Maka untuk menjaga keamanan rakyat membutuhkan kebijakan dan aparat penegak hukum yang dapat memberikan rasa aman, sekaligus pencegahan jika ada hal hal yang membahayakan keselamatan rakyat, kondisi ini hanya ada di sistem Islam. Dalam Kitab Ajhizah Daulah Al Khilafah, Kepolisian berada di bawah Departemen Keamanan Dalam Negeri, yang dipimpin oleh Direktur Keamanan Dalam Negeri.
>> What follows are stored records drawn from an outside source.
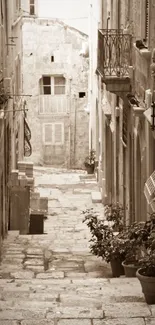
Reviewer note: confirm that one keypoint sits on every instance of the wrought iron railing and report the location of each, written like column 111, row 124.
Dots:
column 114, row 52
column 27, row 138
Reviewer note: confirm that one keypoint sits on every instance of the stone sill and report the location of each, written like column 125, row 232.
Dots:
column 143, row 52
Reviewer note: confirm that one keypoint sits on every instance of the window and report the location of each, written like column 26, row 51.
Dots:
column 46, row 85
column 53, row 133
column 59, row 85
column 82, row 94
column 52, row 85
column 32, row 7
column 18, row 4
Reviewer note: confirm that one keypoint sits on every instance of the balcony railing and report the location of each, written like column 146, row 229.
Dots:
column 114, row 53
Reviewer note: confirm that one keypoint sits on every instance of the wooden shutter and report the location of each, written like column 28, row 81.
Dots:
column 149, row 188
column 58, row 133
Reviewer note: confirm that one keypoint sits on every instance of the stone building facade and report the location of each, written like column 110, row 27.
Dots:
column 11, row 104
column 124, row 140
column 56, row 76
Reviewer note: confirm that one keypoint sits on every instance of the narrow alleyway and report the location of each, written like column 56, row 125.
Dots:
column 53, row 279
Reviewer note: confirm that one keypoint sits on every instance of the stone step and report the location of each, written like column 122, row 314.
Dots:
column 96, row 197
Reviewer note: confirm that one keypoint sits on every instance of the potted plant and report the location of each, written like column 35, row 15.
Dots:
column 90, row 162
column 114, row 214
column 104, row 243
column 136, row 234
column 146, row 273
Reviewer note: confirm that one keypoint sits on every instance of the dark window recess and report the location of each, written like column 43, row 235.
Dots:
column 82, row 94
column 46, row 85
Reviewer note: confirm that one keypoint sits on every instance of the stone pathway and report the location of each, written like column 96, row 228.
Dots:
column 53, row 278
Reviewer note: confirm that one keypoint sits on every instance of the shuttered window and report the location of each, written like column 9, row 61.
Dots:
column 32, row 7
column 149, row 188
column 50, row 85
column 53, row 133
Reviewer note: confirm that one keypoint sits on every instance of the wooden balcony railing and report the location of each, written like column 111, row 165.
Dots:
column 114, row 53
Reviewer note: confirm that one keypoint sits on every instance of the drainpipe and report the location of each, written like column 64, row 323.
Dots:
column 75, row 126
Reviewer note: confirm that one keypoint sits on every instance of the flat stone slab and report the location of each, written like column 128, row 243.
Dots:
column 75, row 312
column 135, row 309
column 74, row 322
column 22, row 275
column 34, row 251
column 81, row 191
column 96, row 197
column 87, row 176
column 50, row 275
column 34, row 262
column 36, row 322
column 120, row 321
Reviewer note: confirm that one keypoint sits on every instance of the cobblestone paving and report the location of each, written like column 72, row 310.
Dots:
column 52, row 279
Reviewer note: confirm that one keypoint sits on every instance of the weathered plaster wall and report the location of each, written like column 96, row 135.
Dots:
column 42, row 39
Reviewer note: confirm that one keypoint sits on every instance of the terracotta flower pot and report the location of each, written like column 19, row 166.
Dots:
column 117, row 268
column 129, row 270
column 148, row 286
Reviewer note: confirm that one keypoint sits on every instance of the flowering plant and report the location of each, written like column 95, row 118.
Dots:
column 104, row 242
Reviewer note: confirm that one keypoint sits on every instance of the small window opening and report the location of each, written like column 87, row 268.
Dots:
column 82, row 94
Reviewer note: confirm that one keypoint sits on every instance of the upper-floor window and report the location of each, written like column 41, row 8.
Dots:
column 53, row 85
column 18, row 4
column 32, row 7
column 59, row 85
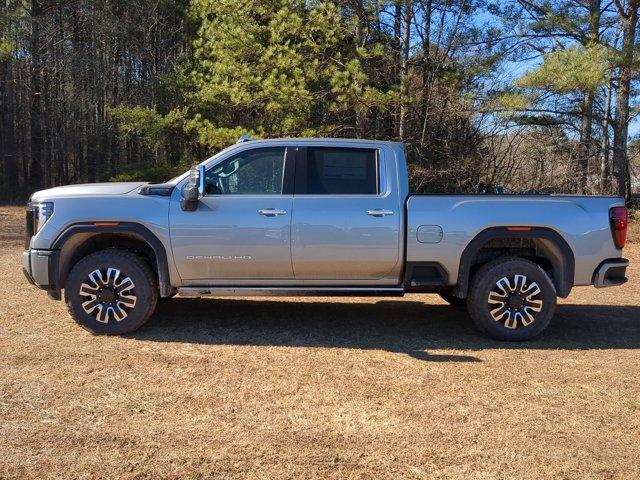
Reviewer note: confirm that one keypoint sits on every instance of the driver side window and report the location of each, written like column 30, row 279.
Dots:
column 253, row 172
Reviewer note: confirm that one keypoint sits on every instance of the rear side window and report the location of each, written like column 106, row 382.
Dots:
column 338, row 171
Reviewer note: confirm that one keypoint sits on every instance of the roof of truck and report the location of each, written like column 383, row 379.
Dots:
column 321, row 140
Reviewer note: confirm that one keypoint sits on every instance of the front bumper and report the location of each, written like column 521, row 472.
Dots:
column 40, row 267
column 611, row 273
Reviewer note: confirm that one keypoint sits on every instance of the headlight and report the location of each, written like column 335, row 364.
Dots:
column 41, row 212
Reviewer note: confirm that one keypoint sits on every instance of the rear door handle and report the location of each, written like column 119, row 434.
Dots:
column 271, row 212
column 379, row 212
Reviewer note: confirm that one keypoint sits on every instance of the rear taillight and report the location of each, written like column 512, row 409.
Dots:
column 619, row 221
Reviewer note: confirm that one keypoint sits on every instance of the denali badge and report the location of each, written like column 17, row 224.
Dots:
column 219, row 257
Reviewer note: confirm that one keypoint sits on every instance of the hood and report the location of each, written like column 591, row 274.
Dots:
column 87, row 189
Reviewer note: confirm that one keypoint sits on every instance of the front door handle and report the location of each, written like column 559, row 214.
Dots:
column 379, row 212
column 271, row 212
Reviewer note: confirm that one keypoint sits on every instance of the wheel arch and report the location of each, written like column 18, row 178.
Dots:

Dalam Islam Kepolisian adalah alat utama negara dalam menjaga keamanan. Semua tugas dan fungsinya diatur dalam UU khusus, sesuai dengan ketentuan hukum syara'.
Sedangkan dalam menjalankan tugasnya, polisi diwajibkan mempunyai karakter yang unik, seperti keikhlasan, akhlak yang baik, seperti sikap tawadhu', kasih sayang, tindak tanduknya baik, seperti murah senyum, mengucapkan salam, menjauhi perkara syubhat, bijak, lapang dada, menjaga lisan, berani, jujur, amanah, taat, berwiba, tegas, tidak sombong dan arogan. Jika terdapat kasus kejahatan, mereka berusaha mencegah dan menindaknya, dengan melakukan pengawasan dan penyadaran, kemudian eksekusi keputusan hakim terhadap pelaku tindak kejahatan tersebut.
Dalam Islam setiap korban pembunuhan akan mendapatkan keadilan, yaitu penguasa akan menegakkan diyat (denda atau tebusan harta) 100 ekor unta atau setara nilai uang, yang wajib dibayarkan oleh pembunuh kepada keluarga korban sebagai bentuk ganti rugi, terutama jika hukuman mati (qishas) dimaafkan. Diyat berat (mughalladhah) dikenakan untuk pembunuhan sengaja atau serupa sengaja, sedangkan ringan (mukhaffafah) untuk tidak sengaja. Sungguh karakter karakter diatas akan melahirkan polisi yang yang bermartabat (syakhsiyah Islamiyah) dalam menjalankan tugasnya, dan sebagai penjamin keamanan dalam negeri. Inilah solusi komprehensif yang diberikan oleh Islam atas kasus yang berkaitan erat dengan kemaslahatan umat. Dari sini nampak jelas, bahwa hadirnya negara dalam menyelesaikan kasus teror senantiasa merujuk pada aturan Allah Sang Pembuat hukum. Oleh karenanya, sudah saatnya kita mewujudkan penerapan Islam kafah dalam kehidupan, agar tidak ada lagi rakyat yang takut menyuarakan kebenaran dalam hal untuk kebaikan negara ini. Wallaualam bishowab.